Il n'y a eu aucun forum ni débat officiel avec les deux candidats au poste de lieutenant-gouverneur – comme lors de la campagne de 2021. La véritable Hashmi a dominé Reid en matière de collecte de fonds : elle a diffusé deux publicités télévisées contre zéro pour Reid, et à la fin du dernier rapport de financement de campagne en septembre, elle disposait de près de dix fois plus de liquidités.
Pourtant, les sondages récents laissent entendre que la course est indécise : Reid et Hashmi sont quasiment à égalité dans un récent sondage Washington Post-Schar School (https://www.washingtonpost.com/dc-md-va/2025/10/03/virginia-election-poll-spanberger-earle-sears/), qui place l'avance de 4 points de pourcentage de Hashmi dans la marge d'erreur.
Noah Jennings, directeur de campagne de Reid, a déclaré que l'équipe de campagne avait tenté de simuler un véritable débat et de le rendre « juste et précis à son égard, sans être kitsch et excessif ».
Jennings a déclaré que l'équipe de campagne de Reid aurait préféré un véritable débat à un simple gadget : « Nous avons fait tout ce que nous pouvions. Nous avons proposé un débat à n'importe quel moment et n'importe quel endroit. »
Ava Pitruzzello, porte-parole de la campagne de Hashmi, a déclaré dans un communiqué : « L'utilisation ratée des deepfakes par John Reid est une manœuvre désespérée, tout droit sortie de la stratégie de Donald Trump. Si nous apprécions qu'AI Ghazala ait partagé sa vision, notamment son engagement en faveur de l'éducation publique et des droits reproductifs, il est clair que Reid ne se préoccupe que de gadgets de mauvaise qualité et non de gouverner. Peut-être devrait-il se concentrer sur les électeurs plutôt que sur les vidéos. Et n'a-t-il pas déjà suffisamment d'ennuis en ligne ? »

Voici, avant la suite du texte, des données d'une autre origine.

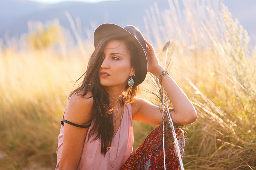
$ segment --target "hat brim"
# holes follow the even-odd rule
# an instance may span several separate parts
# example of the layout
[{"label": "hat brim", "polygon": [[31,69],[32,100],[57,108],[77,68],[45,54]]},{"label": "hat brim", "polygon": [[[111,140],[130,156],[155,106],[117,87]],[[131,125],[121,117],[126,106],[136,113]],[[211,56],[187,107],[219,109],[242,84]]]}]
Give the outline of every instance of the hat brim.
[{"label": "hat brim", "polygon": [[[145,49],[144,51],[143,47],[140,42],[129,31],[114,24],[107,23],[101,25],[94,32],[94,47],[95,48],[99,42],[105,36],[117,34],[120,34],[124,37],[127,36],[134,43],[135,46],[137,48],[138,53],[137,56],[140,64],[140,67],[139,68],[139,70],[137,70],[139,71],[139,73],[136,73],[135,74],[136,76],[138,76],[138,80],[139,82],[138,82],[138,84],[140,84],[143,82],[147,75],[147,61],[146,54],[145,52],[146,49]],[[135,71],[137,72],[137,71]]]}]

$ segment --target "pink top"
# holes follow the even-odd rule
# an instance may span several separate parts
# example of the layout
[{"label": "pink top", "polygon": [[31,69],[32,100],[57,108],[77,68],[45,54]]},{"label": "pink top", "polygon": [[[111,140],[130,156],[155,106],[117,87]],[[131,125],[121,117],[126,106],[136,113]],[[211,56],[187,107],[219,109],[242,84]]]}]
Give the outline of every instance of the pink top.
[{"label": "pink top", "polygon": [[[105,156],[101,154],[101,143],[98,139],[92,141],[94,136],[89,142],[88,133],[92,127],[93,122],[88,129],[86,137],[86,142],[83,146],[81,159],[77,169],[112,169],[110,164],[109,153]],[[57,149],[57,166],[56,169],[59,169],[59,162],[61,156],[63,142],[64,126],[61,126],[59,135],[58,149]],[[121,132],[119,132],[121,130]],[[119,132],[120,133],[119,133]],[[114,169],[120,169],[128,159],[131,155],[133,147],[133,125],[132,117],[132,107],[131,103],[125,103],[124,105],[124,115],[122,120],[121,129],[119,128],[115,137],[112,140],[110,150],[110,159],[113,166],[116,159],[117,146],[120,134],[120,143],[118,147],[117,159]]]}]

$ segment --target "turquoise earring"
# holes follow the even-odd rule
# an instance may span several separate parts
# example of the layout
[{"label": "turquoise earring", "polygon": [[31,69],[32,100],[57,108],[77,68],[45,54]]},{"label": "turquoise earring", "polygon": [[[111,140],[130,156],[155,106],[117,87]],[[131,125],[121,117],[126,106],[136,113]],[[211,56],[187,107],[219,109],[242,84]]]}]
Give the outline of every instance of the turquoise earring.
[{"label": "turquoise earring", "polygon": [[[135,75],[133,75],[133,76],[134,76]],[[132,87],[133,86],[133,85],[134,84],[134,80],[133,80],[133,79],[132,79],[132,76],[131,77],[131,78],[130,78],[130,79],[129,79],[128,80],[128,85],[130,87]]]}]

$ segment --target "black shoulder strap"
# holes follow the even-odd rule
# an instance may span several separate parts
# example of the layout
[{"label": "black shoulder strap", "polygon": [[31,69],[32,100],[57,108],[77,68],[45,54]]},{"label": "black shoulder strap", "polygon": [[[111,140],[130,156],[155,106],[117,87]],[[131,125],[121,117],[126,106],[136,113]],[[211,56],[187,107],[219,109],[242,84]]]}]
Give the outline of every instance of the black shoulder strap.
[{"label": "black shoulder strap", "polygon": [[75,123],[74,123],[70,122],[70,121],[67,121],[67,120],[65,120],[65,119],[63,119],[62,120],[61,120],[61,123],[60,123],[60,124],[61,124],[61,125],[62,126],[64,126],[64,123],[63,122],[66,123],[67,124],[69,124],[70,125],[71,125],[74,126],[76,126],[76,127],[81,127],[81,128],[88,128],[88,127],[89,127],[91,126],[91,123],[88,125],[79,125],[79,124],[75,124]]}]

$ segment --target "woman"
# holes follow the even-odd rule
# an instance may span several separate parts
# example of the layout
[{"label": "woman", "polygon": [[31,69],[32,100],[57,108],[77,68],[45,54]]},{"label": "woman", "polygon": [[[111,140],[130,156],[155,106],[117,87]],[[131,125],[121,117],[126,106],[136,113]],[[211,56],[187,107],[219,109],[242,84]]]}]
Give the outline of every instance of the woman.
[{"label": "woman", "polygon": [[[104,24],[96,30],[94,39],[95,49],[81,77],[83,81],[71,92],[63,116],[56,169],[150,168],[152,154],[157,150],[162,153],[162,147],[154,150],[157,144],[151,146],[153,140],[157,144],[156,139],[161,137],[157,131],[160,128],[151,133],[154,134],[150,134],[131,156],[132,120],[162,123],[158,106],[134,97],[147,71],[159,76],[172,102],[174,123],[185,125],[194,122],[195,109],[164,71],[153,47],[136,27]],[[181,130],[177,129],[182,136]],[[162,167],[162,161],[159,163]],[[178,168],[179,163],[176,163]]]}]

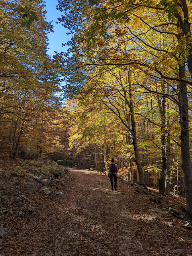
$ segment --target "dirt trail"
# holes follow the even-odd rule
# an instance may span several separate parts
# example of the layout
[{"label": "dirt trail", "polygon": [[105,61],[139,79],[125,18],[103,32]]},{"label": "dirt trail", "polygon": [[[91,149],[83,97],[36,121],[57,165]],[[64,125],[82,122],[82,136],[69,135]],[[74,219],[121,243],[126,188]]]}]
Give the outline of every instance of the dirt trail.
[{"label": "dirt trail", "polygon": [[69,169],[73,178],[62,195],[46,197],[30,222],[16,224],[15,230],[22,230],[26,238],[15,231],[15,243],[5,244],[2,256],[190,254],[190,231],[182,228],[183,221],[170,216],[165,205],[135,194],[133,187],[119,180],[115,192],[107,176]]}]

Pour certains législateurs de Virginie, la simple perspective d'utiliser la technologie pour supplanter les campagnes électorales réelles est source d'inquiétude.
« Cela m'inquiète vraiment pour le processus démocratique et le cycle de campagne. Inventer des choses est fallacieux, dangereux et irresponsable », a déclaré la déléguée Michelle Lopes Maldonado (Démocrate-Prince William), ancienne avocate spécialisée dans les technologies qui a travaillé à Richmond pour mettre en place des garde-fous pour l'IA.
« Je pense que cela crée une dynamique vraiment artificielle – sans jeu de mots – qui, à mon avis, n'est pas juste pour les électeurs », a-t-elle déclaré. « Il y a des normes et une étiquette que nous devrions suivre, et il semble quelque peu absurde que ce soit une façon d'avancer. »
Richard Meagher, professeur de sciences politiques au Randolph-Macon College, a déclaré que le coup de pub de Reid suscite certainement des inquiétudes quant aux agissements d'une future campagne « sans scrupules », et que « ce spectre plane sur nos campagnes ». Mais selon Meagher, la transparence de Reid et l'attribution des déclarations de l'IA aux opinions publiques de Hashmi ne semblent pas transgresser les règles.
« Je ne veux pas tomber dans le piège. Reid est très clair sur ce qu'il fait ici », a déclaré Meagher. « Il y a une certaine absurdité là-dedans, et toute attention portée à une campagne pourrait être bénéfique. […] Cela pourrait le présenter comme un outsider. Cela pourrait aussi donner l'impression que ce type est une blague. »
Correction : Une version précédente de cet article indiquait à tort qu'Earle-Sears et Miyares n'avaient pas fait campagne aux côtés de Reid cette année. Les candidats républicains ont participé à quelques événements ensemble.